Matt attended public school and his parents treated him no differently than any of his six siblings, never expecting less of him because of his slowly regressing vision. As a child, especially a teenager, blindness was very difficult to handle. He couldn’t walk independently at night or in dim lighting, read normal print without bright lights and magnification. The ridicule of teasing schoolmates who used names like “blindo” and “klutz,” didn’t help. He grew up on a bicycle, playing on it, using it for transportation, and even using it for money by racing down the rural roads of Centralia, Washington, delivering newspapers. Not until his freshman year at Notre Dame did Matt give way to his loss of vision and stop bicycling on his own. That was a very difficult time, but it was also a turning point. With Braille, a long white cane, and a switch to a tandem bicycle, Matt made the adjustment a positive one and successfully completed his college career, graduating magna cum laude with majors in electrical engineering and music. In 1995, Matt learned about the U.S. Association of Blind Athletes through a newsletter published by the American Council of the Blind and 18 months later he made his debut on the international cycling scene at the 1996 Atlanta Paralympic Games. In 1997, Matt moved to Colorado Springs, Colorado, to train at the U.S. Olympic Training Center and prepare for the 2000 Paralympic Games in Sydney, Australia. His IBM management in Fishkill, New York, approved of him working remotely from Colorado while following his Paralympic dreams. He has since worked for IBM as an engineer, and now specializes in I/T accessibility for people with disabilities. Matt and his wife, Kim, have a daughter, Lavyn, who will turn 3-years old just after the Athens Games. Their second child will be born in December.
Competition Highlights:

2004: US Paralympic Trials: first in the men’s match sprints, second in the kilometer, and third in the pursuit.

 

2000: Sydney Paralympic games placed ninth in men’s match sprints, fourteenth in men’s one kilometer time trial, sixteenth in men’s 118k road race, EDS National Cycling Championships’, Colorado Springs, Colo., competed against National elite/professional cyclists and placed second in the Men’s Tandem Match Sprints, Points leader in the men’s category of the 2000 ICG Tandem Series, Colorado Tandem Invitational, Colorado Springs, Colo., placed first in the Men's Match Sprints..WFMZ Invitational, Trexlertown, Pa., placed first in the Men’s Match Sprints..WE Media Tandem Invitational, Trexlertown, Pa., placed first in the Men’s Match Sprints..Good Shephards Tandemonium at T-Town, Trexlertown, Pa., placed fourth in the Men’s Match Sprints, Texas Tandemonium, Houston, Tex., placed first in the Men’s Match Sprints and second in the Mixed Tandem Match Sprints.

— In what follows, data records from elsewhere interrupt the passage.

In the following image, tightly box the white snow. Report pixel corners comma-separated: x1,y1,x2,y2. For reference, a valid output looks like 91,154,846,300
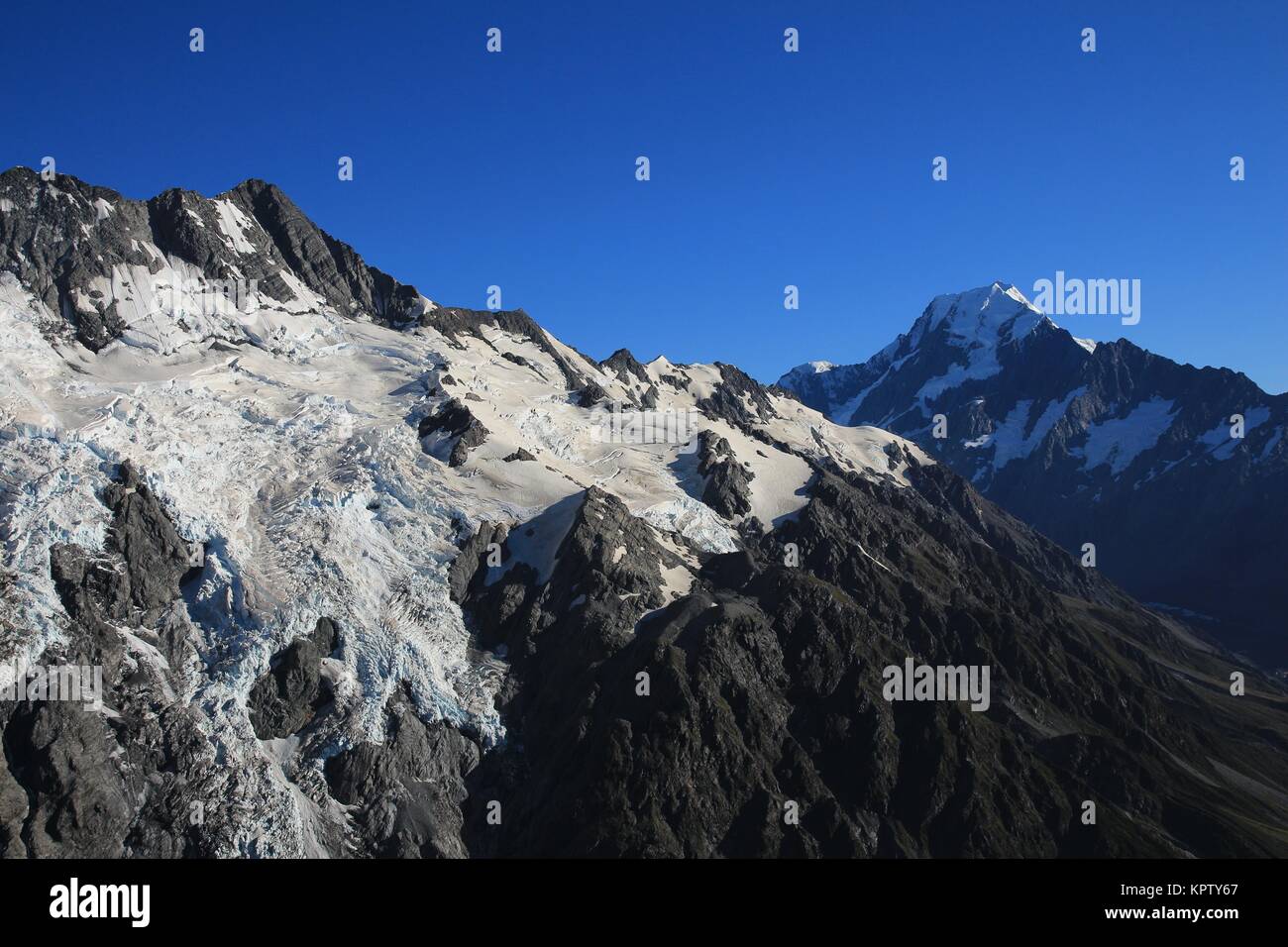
1070,397,1175,476
0,254,932,854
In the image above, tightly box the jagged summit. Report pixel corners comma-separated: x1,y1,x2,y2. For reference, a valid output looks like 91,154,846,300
0,167,434,352
780,282,1288,664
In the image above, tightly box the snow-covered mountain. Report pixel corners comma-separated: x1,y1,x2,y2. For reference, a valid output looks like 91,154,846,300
780,282,1288,666
0,168,1288,857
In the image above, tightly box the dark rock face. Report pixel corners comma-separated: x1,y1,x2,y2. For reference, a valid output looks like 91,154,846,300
0,167,426,352
698,430,755,519
0,464,214,858
450,467,1288,857
577,381,608,407
421,307,590,390
325,693,480,858
417,398,490,467
780,288,1288,666
697,362,778,429
599,349,653,385
248,618,340,740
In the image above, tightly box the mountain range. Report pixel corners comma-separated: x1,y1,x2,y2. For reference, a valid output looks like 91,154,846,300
778,282,1288,668
0,168,1288,857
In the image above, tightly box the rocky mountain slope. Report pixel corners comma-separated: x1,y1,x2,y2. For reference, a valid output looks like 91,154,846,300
0,168,1288,857
780,283,1288,666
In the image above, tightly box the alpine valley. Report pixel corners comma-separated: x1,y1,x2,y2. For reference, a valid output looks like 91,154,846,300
0,167,1288,858
778,282,1288,670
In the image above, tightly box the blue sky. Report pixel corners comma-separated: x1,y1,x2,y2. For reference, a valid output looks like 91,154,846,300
0,0,1288,391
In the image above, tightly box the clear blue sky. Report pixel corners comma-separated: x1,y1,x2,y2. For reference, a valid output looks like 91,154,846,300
0,0,1288,391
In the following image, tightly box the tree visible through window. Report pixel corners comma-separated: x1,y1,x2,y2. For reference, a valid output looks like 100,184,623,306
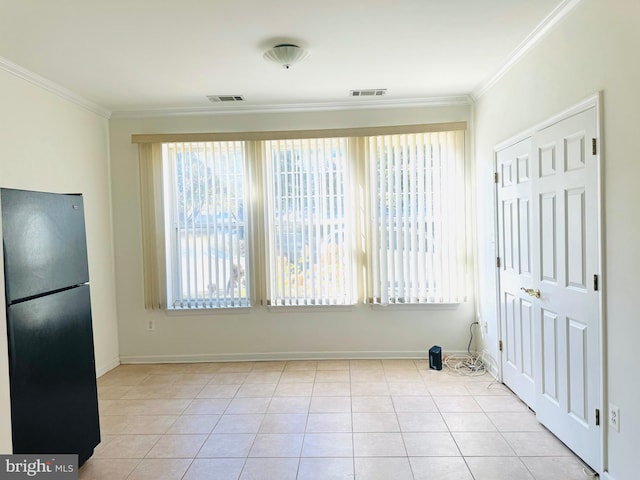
164,142,250,308
154,126,466,309
266,138,353,305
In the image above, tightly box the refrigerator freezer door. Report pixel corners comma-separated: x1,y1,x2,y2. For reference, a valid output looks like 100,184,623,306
7,285,100,463
0,188,89,304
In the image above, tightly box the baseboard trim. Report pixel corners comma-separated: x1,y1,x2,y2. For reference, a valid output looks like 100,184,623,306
96,357,120,377
120,351,463,364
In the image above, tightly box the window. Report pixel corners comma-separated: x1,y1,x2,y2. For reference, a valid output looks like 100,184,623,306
367,132,465,304
140,124,467,309
163,142,251,308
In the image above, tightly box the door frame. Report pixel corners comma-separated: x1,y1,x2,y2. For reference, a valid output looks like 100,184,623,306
493,91,609,474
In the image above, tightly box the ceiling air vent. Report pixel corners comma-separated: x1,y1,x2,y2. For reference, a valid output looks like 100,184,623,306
350,88,387,97
207,95,244,103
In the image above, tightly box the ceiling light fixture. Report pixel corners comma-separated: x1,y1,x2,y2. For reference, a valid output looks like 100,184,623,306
263,43,309,70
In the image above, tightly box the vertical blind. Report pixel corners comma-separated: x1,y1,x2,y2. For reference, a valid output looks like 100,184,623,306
139,124,467,309
265,138,353,305
163,142,251,308
366,131,465,304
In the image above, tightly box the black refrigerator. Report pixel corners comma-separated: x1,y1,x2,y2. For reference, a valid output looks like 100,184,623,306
0,188,100,465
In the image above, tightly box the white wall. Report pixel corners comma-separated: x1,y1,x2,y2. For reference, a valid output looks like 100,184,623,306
475,0,640,480
0,70,118,453
110,106,475,362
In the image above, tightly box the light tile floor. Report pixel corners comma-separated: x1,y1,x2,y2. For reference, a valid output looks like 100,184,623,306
80,360,586,480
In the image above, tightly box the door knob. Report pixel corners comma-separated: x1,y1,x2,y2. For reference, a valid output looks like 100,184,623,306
520,287,540,298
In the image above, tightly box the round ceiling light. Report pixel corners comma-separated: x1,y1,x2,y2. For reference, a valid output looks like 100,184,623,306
263,43,309,70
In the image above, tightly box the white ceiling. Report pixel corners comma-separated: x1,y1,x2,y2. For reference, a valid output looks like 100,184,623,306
0,0,576,113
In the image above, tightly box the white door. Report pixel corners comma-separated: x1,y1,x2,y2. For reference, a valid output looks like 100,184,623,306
496,137,536,408
532,108,602,470
496,107,602,471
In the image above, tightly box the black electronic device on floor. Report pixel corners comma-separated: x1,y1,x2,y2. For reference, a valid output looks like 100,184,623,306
429,345,442,370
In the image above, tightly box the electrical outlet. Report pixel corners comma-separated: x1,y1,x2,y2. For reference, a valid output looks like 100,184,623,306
609,403,620,432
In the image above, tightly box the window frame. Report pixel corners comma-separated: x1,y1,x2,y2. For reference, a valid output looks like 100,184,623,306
132,121,470,313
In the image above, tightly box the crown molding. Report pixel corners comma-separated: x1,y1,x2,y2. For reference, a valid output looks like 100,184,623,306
0,57,111,119
471,0,582,101
111,95,472,119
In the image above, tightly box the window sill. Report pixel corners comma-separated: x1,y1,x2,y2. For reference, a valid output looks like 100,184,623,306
267,305,356,313
368,303,462,311
165,305,252,317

1999: Points leader in both mixed and men’s categories of the 1999 WE Magazine Tandem Sprint Series, EDS National Cycling Championships’, Trexlertown, Pa., won the Mixed Tandem Match Sprints, Tandemonium placed fourth in the Men’s Match Sprints, and won the Revenge Match against the Australians in Colorado Springs, Colo.

1998: EDS National Cycling Championships’, Frisco, Texas, competed against National elite cyclists and placed third in the Men’s Tandem Match Sprints…USABA National Track Championships, won the mixed tandem kilometer time trial (1:10.437-world record), and won the Mixed Tandem Match Sprints…IPC World Cycling Championships for the Disabled, Colorado Springs, Colo., placed second in the Men’s Tandem Match Sprints.

1997: EDS National Cycling Championships’, Colorado Springs, Colo., became the first blind rider to compete and place on a national level against sighted elite cyclists and placed fourth in the Men’s Tandem Match Sprints…USABA National Track Championships, Houston, Texas, won the 3 km/4km mixed tandem time trials and the 1 km time trial (1:12.354)…USABA National Road Championships, Tallahassee, Fla., placed second in 80k road race.

1996: Atlanta Paralympics, set a world record (4 minutes 32.83 seconds) during quarter-finals in 4,000 meter tandem men’s pursuit…Paralympic trials, Colorado Springs, Colo., won men’s road, kilo, and pursuit events and placed second in men’s match sprints…USABA National Championships, Santa Rosa, Calif., won men’s road race and time trials.



1995: USABA National Championships, Nashville, Tenn., won 40-kilometer men’s tandem time trial and road race.